The Sky Commanders are a highly-skilled group of mountaineers tasked with exploring a new continent that has erupted in the south Pacific and brought a new, powerful element to the surface - Phaeta Seven. The element is so devastating that anyone who controls it can take over the world. And General Plague intends to be that man, leading his group of imagination-devoid Raiders to get it.
The cartoon does everything it can to make the zip-lining backpacks cool, but jumping from one line to the other and "Hot-wiring," which electrically propels them across the line doesn't do much to make up for every other scene being someone plummeting into lava or fog. The characters themselves are all pretty flat besides the big Eskimo, Kodiak, who speaks with a Russian-sounding accent.

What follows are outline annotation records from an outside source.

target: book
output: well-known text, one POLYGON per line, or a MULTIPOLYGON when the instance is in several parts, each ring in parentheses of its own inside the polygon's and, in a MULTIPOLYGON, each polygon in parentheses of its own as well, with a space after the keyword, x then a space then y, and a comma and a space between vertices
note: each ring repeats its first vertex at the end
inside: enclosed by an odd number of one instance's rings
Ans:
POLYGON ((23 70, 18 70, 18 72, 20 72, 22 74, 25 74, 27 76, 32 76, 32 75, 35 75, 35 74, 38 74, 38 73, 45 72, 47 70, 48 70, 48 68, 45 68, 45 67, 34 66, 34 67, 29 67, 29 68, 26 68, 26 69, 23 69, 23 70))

It's not until the fifth episode where Plague gets a chance to really shine. For most of the episode, he plays cat-and-mouse with summit, constantly upstaging him and getting him stuck in perilous situations. It's a pretty cool episode and a good display of Plague's abilities. up until the part where one of his goons is about to throw him in lava - suddenly Plague says to stop and instead uses him as bait for the rest of the Sky Commanders. What the hell, dude? You could have killed him and then you set up an obvious ambush against your forces!
Let's rate this guy:
Coolness - 4. General Plague isn't a bad villain by any means. He's got the villain color scheme down and while wearing his backpack, he looks a lot cooler than any of the Sky Commanders. He's got the usual villain eye scar (same eye as Dr. Scarab even). His voice is provided by Bernard Erhard, who also played another Hanna-Barbara villain, Cy-Kill. While it sounds a lot like the Go-Bot, the more human touch comes across as a precursor to Clancy Brown's Lex Luthor, which is pretty cool. A few times I forgot it wasn't him.
Effectiveness - 2. No one seems to take him too seriously - in one episode, he randomly attacks the Sky Commander base before leaving. Summit muses, "Why's he giving up so easily? Who cares." I feel the same way. General Plague is a terrible excuse for a leader, and most of the bad guy screen time goes to his lackey Rath. If it weren't for the first half of the episode mentioned above, he'd a get a zero.